AUTHOR: Linda writes romance in all categories, but what is her fave? Suspense, and not only suspense, but SUSPENSE SEALED WITH A KISS

Wednesday, January 11, 2012


Stop already with the words and punctuation that get you nowhere fast. See if you can find problems in the sentences below. What can you do to make the sentences stronger?

-He never like the way she fixed her hair.
-I couldn’t go to town even if I wanted to.
-She literally flipped her bouncing tresses out of her perky face.
-"Celebrating birthdays just doesn’t do it for me anymore."
-Bob dropped a twenty on the table and looked at his date. “Is that enough?” he asked.
-She couldn’t even move the dresser two feet before feeling tired.
-Sadie laughed at the way her toddler waved his arms. Smiling at her husband, she said, “Isn’t he just adorable?”
-His life was over. There weren’t enough hours in the day. She was so hard to please.
-The newspaper said that he had done a poor job.
-If she could, she would do it again. It wasn’t the worst job in town. Or was it? It made no sense that people fought her about it.
-“I don’t understand! Isn’t my coming to the party enough?”
-It wasn’t important . . . or maybe . . . maybe it was. She tried . . . she really did. But to no avail.

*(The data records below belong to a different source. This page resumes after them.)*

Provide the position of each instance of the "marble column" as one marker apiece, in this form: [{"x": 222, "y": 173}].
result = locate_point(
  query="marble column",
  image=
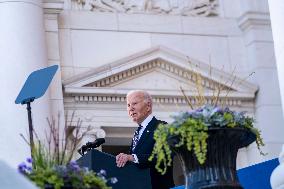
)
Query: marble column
[
  {"x": 22, "y": 50},
  {"x": 276, "y": 8}
]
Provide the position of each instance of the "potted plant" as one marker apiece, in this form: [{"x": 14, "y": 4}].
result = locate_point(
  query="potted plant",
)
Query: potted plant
[
  {"x": 51, "y": 165},
  {"x": 69, "y": 176},
  {"x": 206, "y": 140}
]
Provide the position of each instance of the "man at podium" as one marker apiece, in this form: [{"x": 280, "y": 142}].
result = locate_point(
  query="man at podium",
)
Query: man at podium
[{"x": 139, "y": 107}]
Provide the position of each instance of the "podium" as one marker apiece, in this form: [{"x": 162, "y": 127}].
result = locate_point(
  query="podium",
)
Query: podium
[{"x": 129, "y": 176}]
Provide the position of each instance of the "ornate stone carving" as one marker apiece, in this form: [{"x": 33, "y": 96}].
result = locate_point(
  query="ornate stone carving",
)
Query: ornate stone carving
[{"x": 173, "y": 7}]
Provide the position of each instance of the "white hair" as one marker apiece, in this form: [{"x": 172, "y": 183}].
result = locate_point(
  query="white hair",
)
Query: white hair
[{"x": 147, "y": 96}]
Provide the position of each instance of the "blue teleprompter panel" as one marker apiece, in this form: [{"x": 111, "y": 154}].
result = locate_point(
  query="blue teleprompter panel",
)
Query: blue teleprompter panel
[{"x": 36, "y": 84}]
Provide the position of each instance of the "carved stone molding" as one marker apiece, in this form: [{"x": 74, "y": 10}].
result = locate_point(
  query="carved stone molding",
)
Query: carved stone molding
[
  {"x": 172, "y": 7},
  {"x": 159, "y": 100},
  {"x": 160, "y": 71}
]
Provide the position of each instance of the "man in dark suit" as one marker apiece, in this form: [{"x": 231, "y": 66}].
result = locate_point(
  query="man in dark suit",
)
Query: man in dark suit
[{"x": 139, "y": 107}]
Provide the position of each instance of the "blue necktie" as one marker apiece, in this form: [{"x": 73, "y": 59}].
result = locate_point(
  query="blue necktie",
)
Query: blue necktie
[{"x": 136, "y": 137}]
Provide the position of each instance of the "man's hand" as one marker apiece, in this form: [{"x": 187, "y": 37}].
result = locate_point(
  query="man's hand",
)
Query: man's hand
[{"x": 122, "y": 158}]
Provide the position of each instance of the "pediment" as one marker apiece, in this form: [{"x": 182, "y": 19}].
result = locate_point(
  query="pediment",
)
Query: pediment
[{"x": 162, "y": 72}]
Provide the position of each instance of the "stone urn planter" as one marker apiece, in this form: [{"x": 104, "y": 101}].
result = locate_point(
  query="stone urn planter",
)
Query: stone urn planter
[{"x": 219, "y": 169}]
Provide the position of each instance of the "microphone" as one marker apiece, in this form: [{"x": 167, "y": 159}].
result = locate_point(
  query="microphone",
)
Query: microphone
[{"x": 91, "y": 145}]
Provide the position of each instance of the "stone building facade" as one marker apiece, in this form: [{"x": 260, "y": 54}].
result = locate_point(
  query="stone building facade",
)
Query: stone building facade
[{"x": 107, "y": 47}]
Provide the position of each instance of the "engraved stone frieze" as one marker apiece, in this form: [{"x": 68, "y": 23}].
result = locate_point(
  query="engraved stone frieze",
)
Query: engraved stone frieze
[{"x": 172, "y": 7}]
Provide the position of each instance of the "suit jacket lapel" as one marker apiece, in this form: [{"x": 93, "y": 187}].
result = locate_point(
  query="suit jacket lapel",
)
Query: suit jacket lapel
[{"x": 150, "y": 128}]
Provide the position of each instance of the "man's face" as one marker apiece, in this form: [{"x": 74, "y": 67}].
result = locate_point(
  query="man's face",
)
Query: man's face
[{"x": 137, "y": 108}]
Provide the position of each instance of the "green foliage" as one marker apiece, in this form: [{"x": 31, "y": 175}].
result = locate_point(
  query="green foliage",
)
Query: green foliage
[
  {"x": 191, "y": 129},
  {"x": 51, "y": 164}
]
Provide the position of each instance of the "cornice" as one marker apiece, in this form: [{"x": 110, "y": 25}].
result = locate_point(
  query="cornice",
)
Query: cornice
[
  {"x": 53, "y": 6},
  {"x": 254, "y": 19},
  {"x": 163, "y": 58}
]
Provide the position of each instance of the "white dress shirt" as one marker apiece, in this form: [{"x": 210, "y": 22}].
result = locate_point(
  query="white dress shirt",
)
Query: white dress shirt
[{"x": 144, "y": 125}]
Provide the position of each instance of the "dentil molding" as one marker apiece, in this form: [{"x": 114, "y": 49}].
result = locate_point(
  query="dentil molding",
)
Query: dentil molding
[{"x": 172, "y": 7}]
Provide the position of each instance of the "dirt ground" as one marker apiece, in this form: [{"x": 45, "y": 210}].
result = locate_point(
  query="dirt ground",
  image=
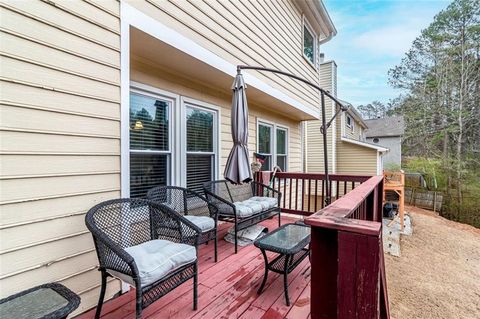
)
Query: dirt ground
[{"x": 438, "y": 273}]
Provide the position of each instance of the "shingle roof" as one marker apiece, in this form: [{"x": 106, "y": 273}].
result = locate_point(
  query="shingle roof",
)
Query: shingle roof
[{"x": 388, "y": 126}]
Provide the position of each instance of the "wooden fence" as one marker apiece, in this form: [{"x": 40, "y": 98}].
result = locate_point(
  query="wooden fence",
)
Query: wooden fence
[{"x": 423, "y": 198}]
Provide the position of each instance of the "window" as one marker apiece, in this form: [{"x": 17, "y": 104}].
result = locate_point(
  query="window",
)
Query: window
[
  {"x": 173, "y": 141},
  {"x": 349, "y": 121},
  {"x": 265, "y": 138},
  {"x": 149, "y": 143},
  {"x": 200, "y": 124},
  {"x": 309, "y": 43},
  {"x": 273, "y": 144},
  {"x": 282, "y": 148}
]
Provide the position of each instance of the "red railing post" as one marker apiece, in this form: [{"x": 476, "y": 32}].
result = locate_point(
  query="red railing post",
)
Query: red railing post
[{"x": 348, "y": 269}]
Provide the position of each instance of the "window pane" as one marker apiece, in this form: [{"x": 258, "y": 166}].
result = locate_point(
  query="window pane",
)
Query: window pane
[
  {"x": 267, "y": 164},
  {"x": 282, "y": 162},
  {"x": 199, "y": 171},
  {"x": 148, "y": 123},
  {"x": 199, "y": 130},
  {"x": 264, "y": 139},
  {"x": 281, "y": 141},
  {"x": 308, "y": 46},
  {"x": 147, "y": 171}
]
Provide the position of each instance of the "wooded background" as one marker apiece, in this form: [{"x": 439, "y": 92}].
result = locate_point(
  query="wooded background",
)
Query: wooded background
[{"x": 440, "y": 80}]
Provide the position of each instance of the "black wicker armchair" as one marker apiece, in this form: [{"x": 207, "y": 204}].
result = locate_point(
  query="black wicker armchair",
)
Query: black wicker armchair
[
  {"x": 193, "y": 207},
  {"x": 243, "y": 205},
  {"x": 134, "y": 238}
]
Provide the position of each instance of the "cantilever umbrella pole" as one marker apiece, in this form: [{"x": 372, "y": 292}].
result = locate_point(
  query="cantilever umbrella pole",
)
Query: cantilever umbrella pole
[{"x": 324, "y": 126}]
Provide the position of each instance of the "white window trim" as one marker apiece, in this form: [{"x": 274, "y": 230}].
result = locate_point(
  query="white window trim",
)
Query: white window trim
[
  {"x": 177, "y": 135},
  {"x": 306, "y": 24},
  {"x": 184, "y": 101},
  {"x": 172, "y": 165},
  {"x": 351, "y": 121},
  {"x": 273, "y": 140}
]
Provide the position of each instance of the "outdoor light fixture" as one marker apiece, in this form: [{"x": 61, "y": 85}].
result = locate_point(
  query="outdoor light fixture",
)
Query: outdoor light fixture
[
  {"x": 138, "y": 125},
  {"x": 340, "y": 106}
]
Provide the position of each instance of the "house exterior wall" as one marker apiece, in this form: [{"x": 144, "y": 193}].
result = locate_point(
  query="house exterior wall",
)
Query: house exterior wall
[
  {"x": 394, "y": 145},
  {"x": 354, "y": 159},
  {"x": 148, "y": 74},
  {"x": 60, "y": 139},
  {"x": 264, "y": 33},
  {"x": 60, "y": 118},
  {"x": 314, "y": 159}
]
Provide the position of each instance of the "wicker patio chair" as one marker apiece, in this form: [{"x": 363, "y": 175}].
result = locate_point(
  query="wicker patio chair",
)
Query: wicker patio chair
[
  {"x": 193, "y": 207},
  {"x": 243, "y": 205},
  {"x": 134, "y": 238}
]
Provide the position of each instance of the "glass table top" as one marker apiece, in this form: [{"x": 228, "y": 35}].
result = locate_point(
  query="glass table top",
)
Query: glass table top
[
  {"x": 35, "y": 304},
  {"x": 287, "y": 237}
]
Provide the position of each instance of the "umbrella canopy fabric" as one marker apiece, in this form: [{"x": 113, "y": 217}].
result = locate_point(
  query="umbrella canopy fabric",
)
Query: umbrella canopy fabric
[{"x": 237, "y": 169}]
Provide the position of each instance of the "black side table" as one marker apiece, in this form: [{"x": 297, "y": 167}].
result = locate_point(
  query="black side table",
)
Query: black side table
[
  {"x": 289, "y": 241},
  {"x": 49, "y": 301}
]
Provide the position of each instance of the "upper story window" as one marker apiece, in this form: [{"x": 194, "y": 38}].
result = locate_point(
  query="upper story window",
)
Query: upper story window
[
  {"x": 272, "y": 142},
  {"x": 349, "y": 121},
  {"x": 309, "y": 43}
]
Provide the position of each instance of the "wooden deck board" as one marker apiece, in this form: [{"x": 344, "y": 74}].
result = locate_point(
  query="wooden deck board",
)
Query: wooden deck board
[{"x": 227, "y": 289}]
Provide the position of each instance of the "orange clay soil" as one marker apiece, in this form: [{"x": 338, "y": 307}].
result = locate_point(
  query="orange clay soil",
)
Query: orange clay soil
[{"x": 438, "y": 273}]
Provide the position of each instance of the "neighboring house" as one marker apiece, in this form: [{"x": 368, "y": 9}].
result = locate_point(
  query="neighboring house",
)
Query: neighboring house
[
  {"x": 387, "y": 132},
  {"x": 103, "y": 99},
  {"x": 348, "y": 151}
]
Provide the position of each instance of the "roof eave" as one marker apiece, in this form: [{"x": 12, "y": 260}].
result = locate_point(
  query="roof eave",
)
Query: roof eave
[{"x": 364, "y": 144}]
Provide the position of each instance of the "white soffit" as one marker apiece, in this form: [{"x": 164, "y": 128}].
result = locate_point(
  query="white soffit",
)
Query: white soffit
[{"x": 172, "y": 38}]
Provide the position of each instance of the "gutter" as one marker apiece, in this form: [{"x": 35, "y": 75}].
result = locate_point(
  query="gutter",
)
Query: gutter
[
  {"x": 325, "y": 17},
  {"x": 364, "y": 144}
]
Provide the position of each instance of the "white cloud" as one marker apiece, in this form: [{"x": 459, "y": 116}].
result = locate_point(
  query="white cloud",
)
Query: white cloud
[{"x": 392, "y": 40}]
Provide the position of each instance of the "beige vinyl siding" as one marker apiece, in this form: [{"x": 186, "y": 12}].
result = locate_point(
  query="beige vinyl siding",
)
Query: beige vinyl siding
[
  {"x": 353, "y": 133},
  {"x": 146, "y": 73},
  {"x": 60, "y": 139},
  {"x": 264, "y": 33},
  {"x": 355, "y": 159},
  {"x": 314, "y": 157}
]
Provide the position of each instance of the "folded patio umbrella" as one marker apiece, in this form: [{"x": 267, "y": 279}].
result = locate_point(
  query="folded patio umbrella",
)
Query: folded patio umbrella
[{"x": 237, "y": 169}]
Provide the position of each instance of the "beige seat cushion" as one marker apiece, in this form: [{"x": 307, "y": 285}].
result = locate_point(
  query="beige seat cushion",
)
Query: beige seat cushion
[
  {"x": 205, "y": 223},
  {"x": 157, "y": 258}
]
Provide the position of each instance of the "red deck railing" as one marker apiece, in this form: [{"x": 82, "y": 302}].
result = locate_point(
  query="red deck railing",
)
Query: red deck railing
[{"x": 348, "y": 269}]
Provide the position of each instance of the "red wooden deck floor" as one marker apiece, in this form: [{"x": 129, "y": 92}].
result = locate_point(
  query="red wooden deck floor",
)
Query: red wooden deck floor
[{"x": 226, "y": 289}]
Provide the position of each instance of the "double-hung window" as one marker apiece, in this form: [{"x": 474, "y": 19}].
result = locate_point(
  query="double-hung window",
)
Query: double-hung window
[
  {"x": 265, "y": 144},
  {"x": 272, "y": 143},
  {"x": 173, "y": 141},
  {"x": 281, "y": 137},
  {"x": 309, "y": 43},
  {"x": 200, "y": 151},
  {"x": 149, "y": 143}
]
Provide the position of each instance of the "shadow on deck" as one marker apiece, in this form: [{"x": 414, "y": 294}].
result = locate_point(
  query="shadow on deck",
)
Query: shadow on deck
[{"x": 227, "y": 289}]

Do you see ways to strengthen or at least stop the tired aspect of these sentences?

1 comment:

  1. I see a few, but would love to see what others think.

    He didn't like her hair.
    (Kill the whole bouncing tresses thing.)
    No "he asked" after Bob's money on the table.
    It wore her out to move the dresser.
    It wasn't important. Was it?

    I'd like a little more context before tackling the others.